While I was at the poster store, one of our customers worked at a start up and used to get employee photos framed and they asked them for feedback on my website, and they ended up giving me an internship.
One of the specialties that I ended up having was API design or designing the interface by which a developer communicates with the machine.
As part of that, I got into a job where I was designing a miniature version of an operating system for security technology and started learning security from there.
Most of the people I know from cyber security, especially in the early days, do not have a degree at all.
Or if they do, they have a degree like I do in something like philosophy or poetry.
Almost everyone learned on their own by experimenting, by talking to people, by reading.
And so I would say no technical background is required.
And in fact, having a background where you're used to being out in the real world can sometimes make cybersecurity make more sense and help you make more balanced choices.
In almost all areas, there is a security community that you can find.
Figure out where they are, look for local conferences, start talking to people.
It's a lot more fun to learn that way than it is in a vacuum.
I've found that most people if you come to them and say, hey, you're really good at this thing, would you mind if I bought you a coffee and you showed me how to do it?

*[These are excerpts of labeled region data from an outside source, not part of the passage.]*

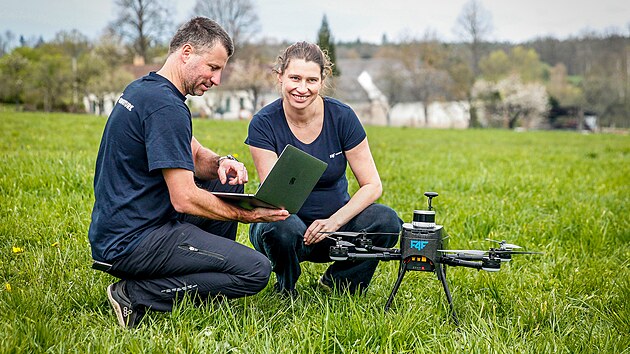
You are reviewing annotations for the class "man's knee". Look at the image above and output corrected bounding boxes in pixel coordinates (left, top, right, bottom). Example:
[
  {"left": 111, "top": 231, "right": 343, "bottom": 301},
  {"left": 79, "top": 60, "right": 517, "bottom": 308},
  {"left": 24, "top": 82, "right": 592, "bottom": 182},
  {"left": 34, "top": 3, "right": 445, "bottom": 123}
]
[
  {"left": 260, "top": 215, "right": 306, "bottom": 247},
  {"left": 247, "top": 252, "right": 271, "bottom": 294}
]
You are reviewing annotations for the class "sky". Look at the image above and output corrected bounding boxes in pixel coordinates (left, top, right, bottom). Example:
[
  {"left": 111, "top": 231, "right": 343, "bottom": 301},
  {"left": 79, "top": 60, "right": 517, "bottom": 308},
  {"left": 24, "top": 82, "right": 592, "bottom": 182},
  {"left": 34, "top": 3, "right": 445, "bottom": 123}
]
[{"left": 0, "top": 0, "right": 630, "bottom": 43}]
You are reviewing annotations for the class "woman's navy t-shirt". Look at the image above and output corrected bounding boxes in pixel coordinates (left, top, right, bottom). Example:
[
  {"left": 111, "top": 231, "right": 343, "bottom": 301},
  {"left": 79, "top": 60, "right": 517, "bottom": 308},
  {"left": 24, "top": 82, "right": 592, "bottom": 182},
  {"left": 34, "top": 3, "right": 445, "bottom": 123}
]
[{"left": 245, "top": 97, "right": 366, "bottom": 222}]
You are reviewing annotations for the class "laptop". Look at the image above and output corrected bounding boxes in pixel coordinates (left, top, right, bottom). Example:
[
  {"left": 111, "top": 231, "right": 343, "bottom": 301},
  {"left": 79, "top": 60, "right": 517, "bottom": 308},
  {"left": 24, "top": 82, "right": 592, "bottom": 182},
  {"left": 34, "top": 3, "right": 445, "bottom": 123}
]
[{"left": 212, "top": 145, "right": 328, "bottom": 214}]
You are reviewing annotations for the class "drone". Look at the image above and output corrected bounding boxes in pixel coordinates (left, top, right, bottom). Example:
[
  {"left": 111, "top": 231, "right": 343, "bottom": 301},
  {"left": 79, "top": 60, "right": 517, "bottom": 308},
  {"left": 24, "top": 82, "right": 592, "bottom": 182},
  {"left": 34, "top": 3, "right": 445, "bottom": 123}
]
[{"left": 322, "top": 192, "right": 542, "bottom": 326}]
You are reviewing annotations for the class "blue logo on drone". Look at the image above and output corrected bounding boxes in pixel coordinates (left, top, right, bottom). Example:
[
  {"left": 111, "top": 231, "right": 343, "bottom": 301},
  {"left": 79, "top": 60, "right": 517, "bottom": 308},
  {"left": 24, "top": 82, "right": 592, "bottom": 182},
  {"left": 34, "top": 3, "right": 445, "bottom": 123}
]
[{"left": 410, "top": 240, "right": 429, "bottom": 251}]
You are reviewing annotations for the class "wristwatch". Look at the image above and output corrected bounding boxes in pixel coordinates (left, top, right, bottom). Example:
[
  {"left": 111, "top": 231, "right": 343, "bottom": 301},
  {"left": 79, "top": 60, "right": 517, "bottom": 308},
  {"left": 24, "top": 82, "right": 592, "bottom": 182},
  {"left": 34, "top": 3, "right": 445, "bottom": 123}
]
[{"left": 218, "top": 155, "right": 238, "bottom": 166}]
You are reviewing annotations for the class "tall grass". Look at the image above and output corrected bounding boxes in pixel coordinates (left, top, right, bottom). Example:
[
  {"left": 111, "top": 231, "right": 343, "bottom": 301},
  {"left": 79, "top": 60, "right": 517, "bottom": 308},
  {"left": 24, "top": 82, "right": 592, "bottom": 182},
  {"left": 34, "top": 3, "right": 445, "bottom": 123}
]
[{"left": 0, "top": 111, "right": 630, "bottom": 353}]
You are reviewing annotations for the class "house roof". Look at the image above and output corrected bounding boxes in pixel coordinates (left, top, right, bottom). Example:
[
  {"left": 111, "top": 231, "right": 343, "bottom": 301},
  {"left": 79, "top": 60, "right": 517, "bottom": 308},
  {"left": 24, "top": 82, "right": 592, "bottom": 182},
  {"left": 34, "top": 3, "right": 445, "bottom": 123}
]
[{"left": 331, "top": 58, "right": 402, "bottom": 102}]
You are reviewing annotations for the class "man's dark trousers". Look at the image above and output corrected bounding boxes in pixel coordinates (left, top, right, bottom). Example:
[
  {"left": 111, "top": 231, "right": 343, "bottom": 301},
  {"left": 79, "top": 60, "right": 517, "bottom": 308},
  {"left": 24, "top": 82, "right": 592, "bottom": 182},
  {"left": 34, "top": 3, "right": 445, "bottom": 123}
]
[{"left": 109, "top": 180, "right": 271, "bottom": 311}]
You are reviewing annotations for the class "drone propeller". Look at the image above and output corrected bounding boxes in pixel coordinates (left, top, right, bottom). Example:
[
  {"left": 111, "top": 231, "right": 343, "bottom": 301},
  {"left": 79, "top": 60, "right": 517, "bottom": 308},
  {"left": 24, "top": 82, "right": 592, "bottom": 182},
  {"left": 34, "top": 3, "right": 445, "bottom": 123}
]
[
  {"left": 438, "top": 250, "right": 488, "bottom": 255},
  {"left": 319, "top": 231, "right": 398, "bottom": 237},
  {"left": 486, "top": 238, "right": 523, "bottom": 249},
  {"left": 326, "top": 236, "right": 354, "bottom": 247}
]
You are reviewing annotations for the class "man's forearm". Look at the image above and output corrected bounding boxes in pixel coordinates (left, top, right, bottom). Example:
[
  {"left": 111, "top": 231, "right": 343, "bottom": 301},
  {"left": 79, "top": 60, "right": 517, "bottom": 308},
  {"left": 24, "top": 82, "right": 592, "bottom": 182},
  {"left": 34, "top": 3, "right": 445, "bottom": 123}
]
[{"left": 194, "top": 147, "right": 219, "bottom": 180}]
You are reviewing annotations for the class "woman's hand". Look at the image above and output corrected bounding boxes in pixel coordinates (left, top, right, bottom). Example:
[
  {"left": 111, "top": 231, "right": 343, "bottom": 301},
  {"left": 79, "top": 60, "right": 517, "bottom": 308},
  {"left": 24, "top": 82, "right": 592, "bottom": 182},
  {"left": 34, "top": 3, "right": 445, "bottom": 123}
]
[{"left": 304, "top": 217, "right": 341, "bottom": 245}]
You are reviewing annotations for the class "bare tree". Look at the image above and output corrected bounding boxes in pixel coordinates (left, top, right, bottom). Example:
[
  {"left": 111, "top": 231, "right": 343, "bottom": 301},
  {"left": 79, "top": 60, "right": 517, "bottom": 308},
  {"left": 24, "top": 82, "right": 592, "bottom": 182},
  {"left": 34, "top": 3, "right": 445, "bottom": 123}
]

That they'll always pretty much say yes.
The advice I give to people who don't have technical backgrounds, the first one is, I wouldn't be afraid of the technology.
It can seem like only somebody with a computer science degree could ever understand things, but these concepts, these technologies are understandable by anyone.
And so never let the fact that you might not have a technical background get in the way, just pick an area that interests you and start diving in.
And as long as you're curious, and as long as you find it interesting, you'll, you'll learn the technology.